Die Erforschung des frühneuzeitlichen Nachrichtenwesens in Europa gilt seit Jahrzehnten als ein attraktives Betätigungsfeld unterschiedlicher interdisziplinärer Interessen. Zugleich lässt sich jedoch europaweit auch feststellen, dass die Erfassung, Katalogisierung und datenbankgestützte Ausweisung jener (handschriftlichen und mittels einer Drucktechnik hergestellten) Schrift- und Bildmedien noch in den Kinderschuhen steckt. Ein Blick auf die vielen retrospektiven Nationalbibliographien in Europa, die in den letzten circa 30 Jahren begonnen wurden, macht dies besonders deutlich. So sind trotz der Vielzahl an Katalogisierungs- und Erfassungsprojekten beispielsweise in den VD-Projekten in Deutschland (Verzeichnisse der im deutschen Sprachraum erschienenen Drucke zum 16., 17. und 18. Jahrhundert) bislang weder seriell-periodische Publikationen noch Akzidenzdrucke systematisch integriert. Das ist im konkreten Fall für den deutschen Sprachraum der Frühen Neuzeit umso misslicher, als ein sehr umfangreiches (teils bio-)bibliografisches Fundament aus diversen Erfassungs- und Erschließungsprojekten bereits vorliegt. Es sei hierbei lediglich an die jahrzehntelangen umfangreichen Quellensicherungen und biobibliografischen Aufbereitungen zur periodisch-seriellen Druckpublizistik des 17. und 18. Jahrhunderts durch das Institut für Deutsche Presseforschung in Bremen erinnert1, an größere Datenbank-Portale wie „Anno“ und „Europeana Newspaper“2, sowie an die Editionsleistungen zum illustrierten Flugblatt.3 Auch angesichts von „big data“-Debatten innerhalb der Digital Humanities gilt im Jahr 2018 noch, dass die eigentliche Fülle an Publikationen des 16., 17. und 18. Jahrhunderts, vor allem die Flugpublizistik und Zeitungsperiodika, bislang nur schwer zugänglich, großteils nicht vernetzt, oder in den meisten Fällen noch nicht einmal bibliografisch erfasst sind.

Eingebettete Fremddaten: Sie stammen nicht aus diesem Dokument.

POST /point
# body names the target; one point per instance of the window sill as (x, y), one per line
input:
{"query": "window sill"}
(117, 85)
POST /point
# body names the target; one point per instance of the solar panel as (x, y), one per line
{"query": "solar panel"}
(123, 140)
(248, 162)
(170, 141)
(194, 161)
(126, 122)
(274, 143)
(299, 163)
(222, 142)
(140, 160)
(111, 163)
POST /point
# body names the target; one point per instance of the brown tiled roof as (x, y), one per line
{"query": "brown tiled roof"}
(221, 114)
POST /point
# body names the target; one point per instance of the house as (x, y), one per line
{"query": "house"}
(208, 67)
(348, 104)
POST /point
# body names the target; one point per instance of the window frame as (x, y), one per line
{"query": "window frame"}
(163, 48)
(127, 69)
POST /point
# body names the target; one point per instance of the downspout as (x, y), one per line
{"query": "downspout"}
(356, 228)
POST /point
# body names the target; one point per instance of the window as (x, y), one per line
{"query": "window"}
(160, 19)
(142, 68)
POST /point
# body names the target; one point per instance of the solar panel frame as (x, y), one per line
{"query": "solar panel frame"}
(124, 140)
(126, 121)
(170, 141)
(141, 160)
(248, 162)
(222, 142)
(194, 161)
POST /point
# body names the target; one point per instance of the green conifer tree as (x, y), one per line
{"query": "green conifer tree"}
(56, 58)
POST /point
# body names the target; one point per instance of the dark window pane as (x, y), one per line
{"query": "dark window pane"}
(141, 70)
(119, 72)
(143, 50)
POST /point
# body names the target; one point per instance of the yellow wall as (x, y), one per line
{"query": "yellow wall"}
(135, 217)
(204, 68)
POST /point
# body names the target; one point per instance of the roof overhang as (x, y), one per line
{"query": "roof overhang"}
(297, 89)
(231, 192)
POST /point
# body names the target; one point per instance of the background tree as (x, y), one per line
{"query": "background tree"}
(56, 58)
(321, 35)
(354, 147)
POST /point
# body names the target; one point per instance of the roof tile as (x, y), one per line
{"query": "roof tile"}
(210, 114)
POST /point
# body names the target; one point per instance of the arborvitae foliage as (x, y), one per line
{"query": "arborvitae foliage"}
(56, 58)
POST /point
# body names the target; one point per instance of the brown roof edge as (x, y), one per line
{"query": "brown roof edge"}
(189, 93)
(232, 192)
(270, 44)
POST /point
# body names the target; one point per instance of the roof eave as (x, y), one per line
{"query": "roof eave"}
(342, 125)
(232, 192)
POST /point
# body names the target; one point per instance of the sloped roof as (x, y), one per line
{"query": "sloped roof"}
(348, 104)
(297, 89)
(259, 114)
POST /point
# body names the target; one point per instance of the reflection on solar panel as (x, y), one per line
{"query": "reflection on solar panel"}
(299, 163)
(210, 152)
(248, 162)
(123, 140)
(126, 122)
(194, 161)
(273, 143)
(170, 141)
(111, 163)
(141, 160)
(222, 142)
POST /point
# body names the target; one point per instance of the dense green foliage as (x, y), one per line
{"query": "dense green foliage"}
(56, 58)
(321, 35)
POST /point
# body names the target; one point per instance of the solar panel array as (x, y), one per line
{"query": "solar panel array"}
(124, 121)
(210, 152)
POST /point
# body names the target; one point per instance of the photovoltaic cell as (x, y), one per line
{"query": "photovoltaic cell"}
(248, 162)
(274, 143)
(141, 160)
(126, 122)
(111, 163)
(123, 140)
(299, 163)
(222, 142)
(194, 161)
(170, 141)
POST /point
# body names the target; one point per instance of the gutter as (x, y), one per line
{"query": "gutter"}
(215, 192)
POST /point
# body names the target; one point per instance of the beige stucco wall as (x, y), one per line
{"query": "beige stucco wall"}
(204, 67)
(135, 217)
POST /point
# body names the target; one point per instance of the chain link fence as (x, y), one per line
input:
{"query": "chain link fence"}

Obwohl angesichts verschiedener Online-Datenbanken wie dem „Short-Title Catalogue Netherlands“ (STCN), „Bibliopolis“ oder neuerdings „Delpher“ insgesamt das Vorhaben einer retrospektiven Nationalbibliographie zur frühneuzeitlichen Epoche der nördlichen und südlichen Niederlande auf einem relativ guten Weg zu sein scheint4, mangelt es insbesondere an einer systematischen Katalogisierung von den nach Auflage und Regelmäßigkeit eigentlichen Bestsellern der Zeit, den Druckperiodika. Arthur der Weduwen positioniert sich mit den beiden wortwörtlich gewichtigen Bänden „Dutch and Flemish Newspapers of the Seventeenth Century“ innerhalb dieses Desiderats. Auf circa 1.500 großformatigen Seiten präsentiert der Autor eine mit einigen Extras versehene Bibliographie aller momentan nachweisbaren, periodisch-seriellen mit einer Drucktechnik hergestellten und in niederländischer Sprache erschienenen Zeitungsformate des 17. Jahrhunderts. In Zahlen ausgedrückt: 49 Zeitungstitel, von denen 43 periodisch und 6 seriell erschienen, werden in 16.232 Exemplaren (aus 84 Sammlungs-Standorten) dokumentiert. Jeder der 49 Zeitungstitel besitzt eine eigene Signatur des in St. Andrews ansässigen, mittlerweile mehrere europäische Perspektiven entwickelnden Erfassungs- und Datenbankprojektes „Universal Short Title Catalogues“ (USTC) und ist jeweils mit einer Kurzeinleitung zu Charakteristika und Geschichte des jeweiligen Zeitungsunternehmens versehen.5 Während der Überblicksbeginn von „Dutch and Flemish Newspapers of the Seventeenth Century“ mit dem Jahr 1618 an das Erscheinen des ersten relevanten gedruckten Zeitungsperiodikums, nämlich die wöchentlich erscheinende „Courante uyt Italien, Duytsland, &c“ aus Amsterdam, gebunden ist, stellt das Jahr 1700 eher eine künstliche, aber arbeitsökonomisch für einen Einzelforscher verständliche Betrachtungsgrenze dar. Bekanntlich florierten niederländische Zeitungsunternehmungen auch noch im 18. Jahrhundert.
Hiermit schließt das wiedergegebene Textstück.